Hawija bombing victims take their case to court in The Hague

A Dutch courtroom. Photo: Odi Busman

The Hague district court will on Tuesday begin hearings in a case against the Dutch state brought by 11 Iraqi civilians for injuries they and their families suffered in an air strike on a car bomb factory in the town of Hawija in 2015.

The 11, including the mayor of Hawija, want the Netherlands to be held liable for the airstrike and to seek reparations from the Dutch government, while highlighting the impact of aerial warfare on civilian populations, the Nuhanovic Foundation, which is backing the case, said in a statement. 

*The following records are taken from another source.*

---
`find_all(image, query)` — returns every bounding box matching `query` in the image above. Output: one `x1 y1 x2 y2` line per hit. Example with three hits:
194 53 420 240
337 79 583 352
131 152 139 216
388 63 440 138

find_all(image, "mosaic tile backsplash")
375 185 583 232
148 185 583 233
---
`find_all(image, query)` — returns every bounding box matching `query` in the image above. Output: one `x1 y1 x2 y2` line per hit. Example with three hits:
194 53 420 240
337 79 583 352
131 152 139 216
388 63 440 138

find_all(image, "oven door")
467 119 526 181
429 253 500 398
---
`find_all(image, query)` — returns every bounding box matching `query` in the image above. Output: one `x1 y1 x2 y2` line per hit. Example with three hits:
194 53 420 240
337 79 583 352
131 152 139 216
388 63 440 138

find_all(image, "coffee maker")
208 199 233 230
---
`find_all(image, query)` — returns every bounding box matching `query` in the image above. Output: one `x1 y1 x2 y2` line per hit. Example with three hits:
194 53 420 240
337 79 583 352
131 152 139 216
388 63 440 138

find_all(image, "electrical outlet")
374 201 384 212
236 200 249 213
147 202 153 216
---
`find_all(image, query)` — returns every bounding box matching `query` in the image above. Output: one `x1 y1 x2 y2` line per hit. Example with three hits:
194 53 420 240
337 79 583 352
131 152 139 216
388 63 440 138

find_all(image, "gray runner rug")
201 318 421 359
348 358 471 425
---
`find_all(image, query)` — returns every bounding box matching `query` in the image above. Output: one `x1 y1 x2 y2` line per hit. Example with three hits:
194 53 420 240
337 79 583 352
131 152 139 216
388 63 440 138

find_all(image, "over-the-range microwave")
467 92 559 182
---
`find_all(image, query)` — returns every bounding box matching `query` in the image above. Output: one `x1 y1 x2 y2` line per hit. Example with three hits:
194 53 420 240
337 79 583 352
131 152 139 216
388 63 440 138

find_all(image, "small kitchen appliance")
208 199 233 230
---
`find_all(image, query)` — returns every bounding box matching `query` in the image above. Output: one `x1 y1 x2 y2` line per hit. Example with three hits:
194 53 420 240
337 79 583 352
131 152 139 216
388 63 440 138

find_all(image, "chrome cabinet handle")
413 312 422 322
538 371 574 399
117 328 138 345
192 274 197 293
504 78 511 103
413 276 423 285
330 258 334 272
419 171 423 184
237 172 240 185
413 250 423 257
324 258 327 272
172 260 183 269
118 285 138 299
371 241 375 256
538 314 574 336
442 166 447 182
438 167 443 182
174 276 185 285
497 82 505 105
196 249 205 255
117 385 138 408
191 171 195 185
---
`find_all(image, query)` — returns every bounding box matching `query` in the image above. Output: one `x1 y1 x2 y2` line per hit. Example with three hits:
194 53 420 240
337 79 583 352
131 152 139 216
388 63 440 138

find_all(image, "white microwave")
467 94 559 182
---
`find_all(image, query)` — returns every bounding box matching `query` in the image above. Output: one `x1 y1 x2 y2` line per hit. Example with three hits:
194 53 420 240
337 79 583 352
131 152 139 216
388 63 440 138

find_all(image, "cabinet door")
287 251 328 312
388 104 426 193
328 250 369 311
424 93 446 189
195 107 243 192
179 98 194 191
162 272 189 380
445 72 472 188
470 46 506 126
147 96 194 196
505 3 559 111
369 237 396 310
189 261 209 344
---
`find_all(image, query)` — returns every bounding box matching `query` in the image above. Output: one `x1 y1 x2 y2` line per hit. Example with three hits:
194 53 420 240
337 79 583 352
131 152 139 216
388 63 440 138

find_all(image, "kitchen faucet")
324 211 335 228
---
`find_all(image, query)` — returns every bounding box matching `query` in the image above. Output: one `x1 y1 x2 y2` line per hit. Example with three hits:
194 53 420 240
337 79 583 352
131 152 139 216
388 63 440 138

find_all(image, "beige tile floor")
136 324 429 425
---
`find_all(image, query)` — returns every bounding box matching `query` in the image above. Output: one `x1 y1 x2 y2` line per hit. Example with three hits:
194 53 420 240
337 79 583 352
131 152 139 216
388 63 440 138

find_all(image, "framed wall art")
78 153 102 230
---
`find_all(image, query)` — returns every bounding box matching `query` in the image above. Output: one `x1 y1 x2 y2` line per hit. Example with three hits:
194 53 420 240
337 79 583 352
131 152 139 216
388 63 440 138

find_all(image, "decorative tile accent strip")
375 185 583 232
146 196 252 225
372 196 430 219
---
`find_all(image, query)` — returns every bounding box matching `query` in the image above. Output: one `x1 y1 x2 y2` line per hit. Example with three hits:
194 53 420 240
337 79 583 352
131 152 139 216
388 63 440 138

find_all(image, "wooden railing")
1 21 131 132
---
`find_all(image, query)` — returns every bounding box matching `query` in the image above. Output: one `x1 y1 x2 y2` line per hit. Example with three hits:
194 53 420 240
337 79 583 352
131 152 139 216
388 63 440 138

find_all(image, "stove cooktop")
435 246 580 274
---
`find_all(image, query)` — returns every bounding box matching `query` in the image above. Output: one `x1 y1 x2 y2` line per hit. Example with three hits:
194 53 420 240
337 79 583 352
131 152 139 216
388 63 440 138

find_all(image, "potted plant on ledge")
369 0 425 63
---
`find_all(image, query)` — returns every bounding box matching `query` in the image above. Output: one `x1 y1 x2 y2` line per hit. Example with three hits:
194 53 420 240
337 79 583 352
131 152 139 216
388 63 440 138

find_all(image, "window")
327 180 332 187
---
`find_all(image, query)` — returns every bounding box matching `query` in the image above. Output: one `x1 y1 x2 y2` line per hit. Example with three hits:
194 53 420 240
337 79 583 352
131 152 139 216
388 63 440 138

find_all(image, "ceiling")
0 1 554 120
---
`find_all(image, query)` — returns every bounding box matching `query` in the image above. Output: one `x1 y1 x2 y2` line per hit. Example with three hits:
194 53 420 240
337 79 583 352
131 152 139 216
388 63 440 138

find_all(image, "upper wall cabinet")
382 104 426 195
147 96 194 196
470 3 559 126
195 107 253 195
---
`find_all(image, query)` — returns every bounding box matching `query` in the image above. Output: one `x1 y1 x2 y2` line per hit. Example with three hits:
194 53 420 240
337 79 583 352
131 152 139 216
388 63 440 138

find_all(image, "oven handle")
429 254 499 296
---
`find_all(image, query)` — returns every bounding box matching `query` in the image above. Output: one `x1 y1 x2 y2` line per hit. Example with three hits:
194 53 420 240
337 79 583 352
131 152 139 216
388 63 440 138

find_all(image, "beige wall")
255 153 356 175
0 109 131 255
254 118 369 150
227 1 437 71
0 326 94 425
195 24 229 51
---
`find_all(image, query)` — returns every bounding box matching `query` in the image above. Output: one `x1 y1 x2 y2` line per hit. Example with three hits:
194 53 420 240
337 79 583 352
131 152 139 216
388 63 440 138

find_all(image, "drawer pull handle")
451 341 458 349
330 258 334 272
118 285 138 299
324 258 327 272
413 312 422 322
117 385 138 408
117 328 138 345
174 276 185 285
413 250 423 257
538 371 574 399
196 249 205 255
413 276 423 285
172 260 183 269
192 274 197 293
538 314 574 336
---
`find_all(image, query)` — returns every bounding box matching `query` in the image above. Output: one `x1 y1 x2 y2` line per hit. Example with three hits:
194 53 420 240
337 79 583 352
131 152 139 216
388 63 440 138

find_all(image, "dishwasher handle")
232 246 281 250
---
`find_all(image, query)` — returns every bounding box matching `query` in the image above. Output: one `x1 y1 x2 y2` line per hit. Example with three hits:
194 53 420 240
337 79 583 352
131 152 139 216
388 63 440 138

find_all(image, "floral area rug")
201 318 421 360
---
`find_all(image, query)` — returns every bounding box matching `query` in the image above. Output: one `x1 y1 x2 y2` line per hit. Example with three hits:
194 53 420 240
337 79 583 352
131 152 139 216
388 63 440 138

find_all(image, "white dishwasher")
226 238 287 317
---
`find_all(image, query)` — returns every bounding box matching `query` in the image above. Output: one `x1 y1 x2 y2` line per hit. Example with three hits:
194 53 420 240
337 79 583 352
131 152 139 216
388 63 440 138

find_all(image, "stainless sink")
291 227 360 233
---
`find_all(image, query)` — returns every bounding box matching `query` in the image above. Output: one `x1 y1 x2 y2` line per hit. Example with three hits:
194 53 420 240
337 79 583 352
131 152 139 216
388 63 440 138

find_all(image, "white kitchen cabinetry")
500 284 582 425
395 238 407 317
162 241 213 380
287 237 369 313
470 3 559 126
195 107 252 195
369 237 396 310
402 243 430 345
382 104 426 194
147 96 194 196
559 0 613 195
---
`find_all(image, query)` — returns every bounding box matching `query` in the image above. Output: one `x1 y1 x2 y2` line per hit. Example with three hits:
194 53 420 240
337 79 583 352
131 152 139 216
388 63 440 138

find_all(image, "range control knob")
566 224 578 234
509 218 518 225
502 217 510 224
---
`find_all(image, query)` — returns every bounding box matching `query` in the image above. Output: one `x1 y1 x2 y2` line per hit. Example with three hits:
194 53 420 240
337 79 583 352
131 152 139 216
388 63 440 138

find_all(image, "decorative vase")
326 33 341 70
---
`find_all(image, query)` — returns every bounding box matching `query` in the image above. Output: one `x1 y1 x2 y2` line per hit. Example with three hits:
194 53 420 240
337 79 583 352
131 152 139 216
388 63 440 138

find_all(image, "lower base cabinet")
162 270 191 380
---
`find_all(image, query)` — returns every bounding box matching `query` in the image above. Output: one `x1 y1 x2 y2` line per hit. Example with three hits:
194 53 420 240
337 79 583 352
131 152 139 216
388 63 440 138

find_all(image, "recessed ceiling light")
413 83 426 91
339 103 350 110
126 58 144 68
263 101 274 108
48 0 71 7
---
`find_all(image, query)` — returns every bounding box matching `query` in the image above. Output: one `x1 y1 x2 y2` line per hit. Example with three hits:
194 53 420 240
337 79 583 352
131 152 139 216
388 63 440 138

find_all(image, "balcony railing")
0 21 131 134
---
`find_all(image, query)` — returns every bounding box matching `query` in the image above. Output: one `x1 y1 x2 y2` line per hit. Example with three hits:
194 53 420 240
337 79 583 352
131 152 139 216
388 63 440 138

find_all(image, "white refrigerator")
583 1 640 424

Lawyer Liesbeth Zegveld said last year the Dutch military had taken an unacceptable risk in targeting the factory, which was located in a densely populated area.

Two Dutch F-16s bombed the factory where car bombs were made for Islamic State as part of the efforts against the ISIS movement. The airstrike, however, caused a large secondary explosion which destroyed hundreds of buildings and killed a large number of civilians.

The Dutch government has promised to spend €4 billion in the area to compensate for the loss of homes, electricity and water supplies, but has denied liability for the attack.

 An investigation by NOS and NRC three years ago found that military leaders decided to go ahead with the bombing even though they knew that there was a risk of collateral damage. An American assessment said the attack would bring only a limited or ‘moderately negative’ military advantage.

The case is the first time a court will comment on the legality of the airstrikes conducted by the international anti-ISIS coalition.